Feminism has endlessly opened up horizons for girls, giving them permission to be anything they want to be. They are bombarded with messages about how it’s fine to be both smart and pretty, encouraged to visualise themselves in male-dominated careers and to push the boundaries of behaviour considered “acceptable” for women. That paves the way for girls who never fitted the pink princess stereotype to be far more comfortable in their skins.

But expectations of boys have remained more rigid, to the detriment both of those who don’t fit the macho stereotype and of those who will grow up to be the victims of insecure male rage. “Let boys be boys” is an excellent principle. But only if we recognise the full range of things boys are capable of being, when we let them.

It’s a bind. Women are the subordinated half of the equation, so the move for them is as it were upwards; for men it is as it were downwards. It isn’t literally, but it seems that way. Since women have always been figured as weak and subordinate, men are by implication strong and dominant; trying to change that runs into this “You want to make us into cowardly weaklings” problem.



Where dynamism comes from

Jan 15th, 2019 6:12 am | By

The Guardian reports the deep outrage at the wild claim that men shouldn’t bully or sexually harass.

Gillette is under fire from men’s rights activists and rightwing publications for a new advertisement that engages with the #MeToo movement and plays on its 30-year tagline “The Best A Man Can Get”, asking instead: “Is this the best a man can get?”

The advertisement features news clips of reporting on the #MeToo movement, as well as images showing sexism in films, in boardrooms, and of violence between boys, with a voice over saying: “Bullying, the MeToo movement against sexual harassment, toxic masculinity, is this the best a man can get?”

The film has generated heated debate and plenty of criticism.

Far-right magazine The New American attacked the advertisement’s message, saying it “reflects many false suppositions”, adding that: “Men are the wilder sex, which accounts for their dangerousness – but also their dynamism.”

Yers! You can’t have one without the other! Men can’t possibly invent shaving cream if they’re not allowed to bully and rape; the two are inextricably linked.

They really want to go with that?



Oh no, not the global assault on masculinity

Jan 15th, 2019 5:57 am | By

This is startling.

The ad is just saying don’t be a bully and don’t be a sexual harasser…and Piers Morgan is saying YES, DO be a bully and a sexual harasser. And he’s calling it “virtue-signalling PC guff” to say don’t be a bully and don’t be a sexual harasser?

He’s also saying, whether he realizes it or not, that being male requires being a bully and a sexual harasser – that that’s what “masculinity” is.

Surely that’s far more insulting to men than saying that men don’t have to be like this.



Big Macs by candlelight

Jan 14th, 2019 5:43 pm | By

Aw isn’t that sweet – Trump had a winning sports team over for a fancy dinner to celebrate.

President Trump is serving McDonald’s and Wendy’s at the White House on Monday night — but it’s far from the first time the president’s enjoyment of fast food has been apparent.

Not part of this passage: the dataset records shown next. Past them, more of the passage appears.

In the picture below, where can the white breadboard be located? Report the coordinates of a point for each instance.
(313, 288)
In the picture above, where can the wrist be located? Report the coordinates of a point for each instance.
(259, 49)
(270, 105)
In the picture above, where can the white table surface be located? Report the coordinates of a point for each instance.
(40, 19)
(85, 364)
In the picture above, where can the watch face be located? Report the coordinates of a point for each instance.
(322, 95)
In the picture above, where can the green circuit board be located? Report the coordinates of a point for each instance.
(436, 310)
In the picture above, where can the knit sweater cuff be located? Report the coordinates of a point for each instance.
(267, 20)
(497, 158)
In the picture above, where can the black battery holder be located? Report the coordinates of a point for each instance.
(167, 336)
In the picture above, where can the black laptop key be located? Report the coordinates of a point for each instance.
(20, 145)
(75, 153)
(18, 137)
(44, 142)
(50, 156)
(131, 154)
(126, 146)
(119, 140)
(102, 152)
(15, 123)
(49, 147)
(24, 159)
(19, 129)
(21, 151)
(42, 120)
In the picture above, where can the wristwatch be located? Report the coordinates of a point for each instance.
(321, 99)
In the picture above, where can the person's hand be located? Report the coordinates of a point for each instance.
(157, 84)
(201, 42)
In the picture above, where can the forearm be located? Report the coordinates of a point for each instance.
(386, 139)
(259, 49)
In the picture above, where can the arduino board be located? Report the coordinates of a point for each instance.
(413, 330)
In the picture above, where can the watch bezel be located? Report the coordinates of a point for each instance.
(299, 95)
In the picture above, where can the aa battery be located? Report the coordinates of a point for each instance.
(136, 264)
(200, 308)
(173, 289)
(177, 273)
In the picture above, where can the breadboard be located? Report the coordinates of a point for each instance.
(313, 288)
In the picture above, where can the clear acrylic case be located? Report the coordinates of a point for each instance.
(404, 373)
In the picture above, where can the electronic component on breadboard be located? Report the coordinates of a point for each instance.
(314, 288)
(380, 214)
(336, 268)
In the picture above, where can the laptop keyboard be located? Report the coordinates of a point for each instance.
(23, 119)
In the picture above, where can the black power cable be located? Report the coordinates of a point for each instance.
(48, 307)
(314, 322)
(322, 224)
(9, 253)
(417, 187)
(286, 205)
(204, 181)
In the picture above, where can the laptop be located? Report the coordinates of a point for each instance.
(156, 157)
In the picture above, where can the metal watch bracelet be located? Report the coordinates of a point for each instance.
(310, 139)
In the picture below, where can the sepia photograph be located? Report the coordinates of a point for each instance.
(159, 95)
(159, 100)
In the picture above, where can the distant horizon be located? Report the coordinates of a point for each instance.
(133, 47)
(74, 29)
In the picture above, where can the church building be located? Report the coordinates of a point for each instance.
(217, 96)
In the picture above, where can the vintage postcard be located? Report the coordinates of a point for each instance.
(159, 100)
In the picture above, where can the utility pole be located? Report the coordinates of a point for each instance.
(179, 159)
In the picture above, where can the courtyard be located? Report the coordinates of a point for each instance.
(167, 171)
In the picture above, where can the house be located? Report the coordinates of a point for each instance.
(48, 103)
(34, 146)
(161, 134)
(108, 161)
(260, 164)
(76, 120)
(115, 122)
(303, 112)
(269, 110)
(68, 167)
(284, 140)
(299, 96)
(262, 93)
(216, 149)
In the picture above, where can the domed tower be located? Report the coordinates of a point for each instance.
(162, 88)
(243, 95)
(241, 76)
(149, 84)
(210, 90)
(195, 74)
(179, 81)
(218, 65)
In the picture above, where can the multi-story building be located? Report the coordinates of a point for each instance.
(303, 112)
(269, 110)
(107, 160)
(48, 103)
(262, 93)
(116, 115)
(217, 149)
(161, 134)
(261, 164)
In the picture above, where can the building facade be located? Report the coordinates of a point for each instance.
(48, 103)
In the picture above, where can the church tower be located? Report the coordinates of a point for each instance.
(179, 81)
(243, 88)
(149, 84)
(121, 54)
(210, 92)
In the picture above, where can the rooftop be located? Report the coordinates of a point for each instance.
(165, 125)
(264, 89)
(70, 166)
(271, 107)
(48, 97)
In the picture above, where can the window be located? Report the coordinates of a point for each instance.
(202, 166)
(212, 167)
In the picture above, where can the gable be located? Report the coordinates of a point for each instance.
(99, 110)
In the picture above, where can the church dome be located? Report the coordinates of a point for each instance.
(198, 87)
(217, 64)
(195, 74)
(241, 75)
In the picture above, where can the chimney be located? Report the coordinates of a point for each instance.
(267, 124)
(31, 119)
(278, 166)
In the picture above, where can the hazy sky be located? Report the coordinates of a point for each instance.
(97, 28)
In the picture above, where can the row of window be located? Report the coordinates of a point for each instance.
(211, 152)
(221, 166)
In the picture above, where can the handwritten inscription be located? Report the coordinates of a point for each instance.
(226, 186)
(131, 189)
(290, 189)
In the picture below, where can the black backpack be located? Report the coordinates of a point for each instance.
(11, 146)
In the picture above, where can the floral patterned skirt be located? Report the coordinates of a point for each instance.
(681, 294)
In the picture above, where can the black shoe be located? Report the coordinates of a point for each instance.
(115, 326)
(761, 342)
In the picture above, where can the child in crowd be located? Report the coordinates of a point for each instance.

On Monday, Trump announced plans to serve the Clemson football team fast food during their visit to the White House, following the team’s national-championship win. The decision was in part because most of the White House staff is furloughed during the government shutdown, which is now in its 24th day, White House deputy press secretary Hogan Gidley told CNN.

Still in the fancy styrofoam boxes and everything!

Isn’t that just so fancy and special and generous?

None of your fancy French muck for our Don!